Forgive us but we do find this shouting about the evils of zero hours contracts to be really terribly amusing in one sense. For it is almost universally true that those writing the articles about the evils of zero hours contracts are themselves employed on zero hours contracts. Or, as it is also known, on a freelance basis and that just is the way that vast swathes of the media work:
What are zero-hours contracts? You asked Google – here’s the answer Dawn Foster
And off we go into a rather predictable Guardian rant about how awful such contracts are. Which then leads to our amusement, for when we examine the working life of the writer:
Dawn Foster is a writer on politics, social affairs and economics for The Guardian, London Review of Books, Independent and Times Literary Supplement, and is a regular political commentator for Sky News, Channel 4 News, and BBC Newsnight. Her first book, Lean Out, is on feminism, austerity and corporate culture.
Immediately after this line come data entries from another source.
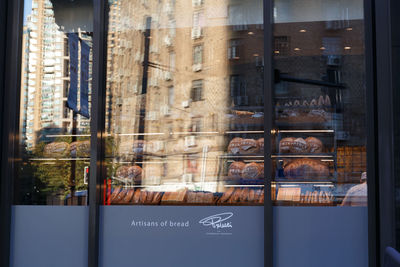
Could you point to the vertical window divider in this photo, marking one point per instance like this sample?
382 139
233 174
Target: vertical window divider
97 127
9 96
268 86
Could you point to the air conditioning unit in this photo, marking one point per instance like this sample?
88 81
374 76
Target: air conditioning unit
187 178
334 60
151 115
168 76
197 3
118 101
197 67
153 49
190 141
139 57
153 82
169 9
196 32
165 110
167 41
186 104
242 100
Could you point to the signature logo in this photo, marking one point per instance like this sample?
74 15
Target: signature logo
218 221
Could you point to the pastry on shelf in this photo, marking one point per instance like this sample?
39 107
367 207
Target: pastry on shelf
132 173
80 149
253 170
260 142
138 147
236 169
249 146
56 150
314 145
306 169
285 145
299 145
234 146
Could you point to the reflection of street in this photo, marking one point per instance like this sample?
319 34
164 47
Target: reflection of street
51 167
190 91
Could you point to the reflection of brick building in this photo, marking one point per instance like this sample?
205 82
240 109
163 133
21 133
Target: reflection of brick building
331 51
44 79
203 61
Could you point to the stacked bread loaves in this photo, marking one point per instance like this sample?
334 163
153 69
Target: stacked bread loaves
241 146
132 173
239 169
306 168
300 145
56 149
80 149
304 111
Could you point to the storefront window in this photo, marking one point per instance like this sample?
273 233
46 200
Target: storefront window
54 127
319 158
191 130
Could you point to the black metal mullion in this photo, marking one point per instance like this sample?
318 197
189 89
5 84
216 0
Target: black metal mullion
97 127
268 113
10 92
373 157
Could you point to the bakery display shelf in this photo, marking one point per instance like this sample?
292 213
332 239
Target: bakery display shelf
123 180
305 180
242 156
303 131
326 125
241 204
300 204
303 155
293 183
59 159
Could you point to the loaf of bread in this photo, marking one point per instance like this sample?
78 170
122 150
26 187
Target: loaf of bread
143 197
191 197
157 198
235 196
134 173
249 146
136 196
261 144
314 145
80 149
251 196
299 145
120 196
236 169
115 193
122 172
285 145
252 171
227 195
244 195
138 146
175 197
306 168
56 149
129 195
234 145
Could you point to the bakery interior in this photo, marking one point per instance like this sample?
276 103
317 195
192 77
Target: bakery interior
184 124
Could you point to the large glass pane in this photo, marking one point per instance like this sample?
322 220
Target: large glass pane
184 113
52 161
184 128
55 102
319 133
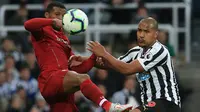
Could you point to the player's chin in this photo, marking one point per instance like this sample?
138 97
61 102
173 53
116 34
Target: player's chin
141 44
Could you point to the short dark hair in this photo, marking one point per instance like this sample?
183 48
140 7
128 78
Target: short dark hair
54 4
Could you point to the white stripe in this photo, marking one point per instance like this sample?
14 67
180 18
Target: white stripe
165 82
102 101
156 83
172 82
149 93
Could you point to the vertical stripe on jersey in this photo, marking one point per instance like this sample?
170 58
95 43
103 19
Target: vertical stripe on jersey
155 56
161 82
169 81
153 86
130 51
165 82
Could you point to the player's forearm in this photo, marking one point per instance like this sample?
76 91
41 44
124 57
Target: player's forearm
86 66
37 23
118 65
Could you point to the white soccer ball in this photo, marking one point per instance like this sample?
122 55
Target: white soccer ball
75 21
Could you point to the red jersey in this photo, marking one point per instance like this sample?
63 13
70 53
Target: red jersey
52 48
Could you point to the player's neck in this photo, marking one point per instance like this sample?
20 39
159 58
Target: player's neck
146 48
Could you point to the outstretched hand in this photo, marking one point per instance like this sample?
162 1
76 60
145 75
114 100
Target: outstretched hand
96 48
75 60
57 23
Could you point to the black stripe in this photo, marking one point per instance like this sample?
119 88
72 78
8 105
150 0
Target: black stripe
176 84
145 91
136 56
155 56
164 60
153 88
161 82
169 83
129 60
130 51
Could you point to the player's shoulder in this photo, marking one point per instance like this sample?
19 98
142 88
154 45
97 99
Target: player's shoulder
135 49
158 48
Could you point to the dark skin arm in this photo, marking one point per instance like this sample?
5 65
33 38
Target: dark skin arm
124 68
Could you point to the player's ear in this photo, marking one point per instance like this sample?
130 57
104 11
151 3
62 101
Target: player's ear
46 15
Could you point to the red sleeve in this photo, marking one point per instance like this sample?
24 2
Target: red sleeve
86 66
37 23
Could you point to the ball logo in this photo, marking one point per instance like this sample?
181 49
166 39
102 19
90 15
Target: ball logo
148 56
151 104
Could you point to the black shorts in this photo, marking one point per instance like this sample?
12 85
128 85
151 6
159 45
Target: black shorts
160 106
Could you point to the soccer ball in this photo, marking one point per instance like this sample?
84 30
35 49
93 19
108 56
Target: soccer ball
75 21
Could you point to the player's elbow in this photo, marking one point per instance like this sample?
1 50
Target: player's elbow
27 25
127 71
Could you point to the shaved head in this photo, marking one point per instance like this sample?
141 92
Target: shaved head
147 32
152 23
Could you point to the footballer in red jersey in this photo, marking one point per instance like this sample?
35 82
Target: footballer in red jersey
58 82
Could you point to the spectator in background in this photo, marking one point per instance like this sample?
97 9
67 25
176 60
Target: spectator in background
120 16
95 108
10 69
141 12
40 104
126 95
100 76
19 17
3 92
8 48
16 104
163 38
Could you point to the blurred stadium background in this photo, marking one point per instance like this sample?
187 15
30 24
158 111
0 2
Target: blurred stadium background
113 23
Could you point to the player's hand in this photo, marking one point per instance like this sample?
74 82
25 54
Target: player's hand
100 61
96 48
75 60
57 23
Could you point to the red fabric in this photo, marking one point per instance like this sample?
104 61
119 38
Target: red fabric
52 49
86 66
37 23
53 92
93 93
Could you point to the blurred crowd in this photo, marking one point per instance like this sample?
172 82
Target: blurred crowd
19 70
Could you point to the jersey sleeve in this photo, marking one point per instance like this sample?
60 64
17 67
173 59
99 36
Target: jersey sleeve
128 57
37 24
155 57
86 66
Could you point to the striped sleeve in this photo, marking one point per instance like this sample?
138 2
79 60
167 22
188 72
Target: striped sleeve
155 57
128 57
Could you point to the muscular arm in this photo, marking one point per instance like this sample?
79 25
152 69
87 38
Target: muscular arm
36 24
124 68
86 66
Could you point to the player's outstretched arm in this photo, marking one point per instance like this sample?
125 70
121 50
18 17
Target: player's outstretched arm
36 24
124 68
85 66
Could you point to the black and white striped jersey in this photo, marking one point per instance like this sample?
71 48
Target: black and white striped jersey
158 81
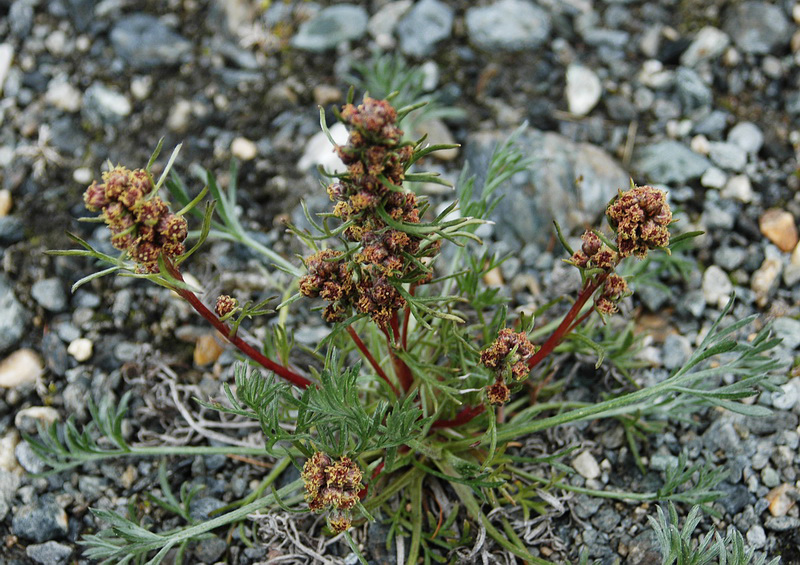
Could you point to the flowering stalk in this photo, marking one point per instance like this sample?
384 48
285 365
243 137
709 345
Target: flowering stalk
372 361
190 297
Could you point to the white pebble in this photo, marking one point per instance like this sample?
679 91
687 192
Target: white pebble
586 465
82 175
714 177
583 89
63 96
81 349
20 368
244 149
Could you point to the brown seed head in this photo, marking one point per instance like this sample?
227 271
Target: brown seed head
225 305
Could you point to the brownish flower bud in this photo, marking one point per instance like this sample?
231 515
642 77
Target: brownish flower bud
498 393
172 228
591 243
339 522
225 305
640 216
605 306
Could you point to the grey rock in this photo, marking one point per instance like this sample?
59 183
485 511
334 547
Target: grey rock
756 537
586 506
12 230
49 553
330 27
9 483
91 486
606 520
548 190
654 297
677 350
644 549
757 27
692 91
669 162
747 136
508 25
770 477
103 105
713 124
28 459
425 25
782 523
693 303
736 497
40 521
20 17
50 294
145 42
788 329
709 43
14 318
209 550
727 155
730 258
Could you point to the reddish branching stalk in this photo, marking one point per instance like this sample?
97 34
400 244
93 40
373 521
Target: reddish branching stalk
567 324
372 361
401 369
190 297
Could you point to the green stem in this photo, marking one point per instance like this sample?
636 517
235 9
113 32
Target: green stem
161 451
645 496
604 409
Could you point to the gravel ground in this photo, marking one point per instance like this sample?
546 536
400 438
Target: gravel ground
700 97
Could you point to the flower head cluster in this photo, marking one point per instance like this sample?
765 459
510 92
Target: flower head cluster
140 222
594 254
370 199
332 486
641 217
508 355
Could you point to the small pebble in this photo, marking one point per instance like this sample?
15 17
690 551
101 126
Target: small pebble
20 368
586 465
717 287
5 202
779 227
49 553
756 537
714 177
738 188
583 89
82 175
244 149
765 280
81 349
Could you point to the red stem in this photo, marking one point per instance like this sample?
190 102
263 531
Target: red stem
190 297
395 327
401 369
372 361
566 324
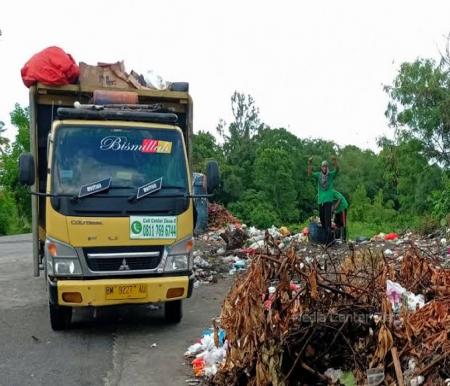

Among us here at the ASI we have written for or appeared on near all of those outlets and the absolutely standard contract for all of them is a zero hours contract. It could be that this outpouring of protest is really a deeply buried attack on the media's own hiring practices, by those doing that very media reporting but we're really unsure as to whether people are being that Machiavellian. And observing the sharp elbowed jostle to gain absolutely any such work from any of those media outlets we really don't think people are protesting about their own employment.
Thus we're just left with the rather puzzling observation that zero hours contracts seem to be just fine for the middle class literati but obviously no one else should be allowed to enjoy the same employment structure. Which is, when you think about it, rather odd really.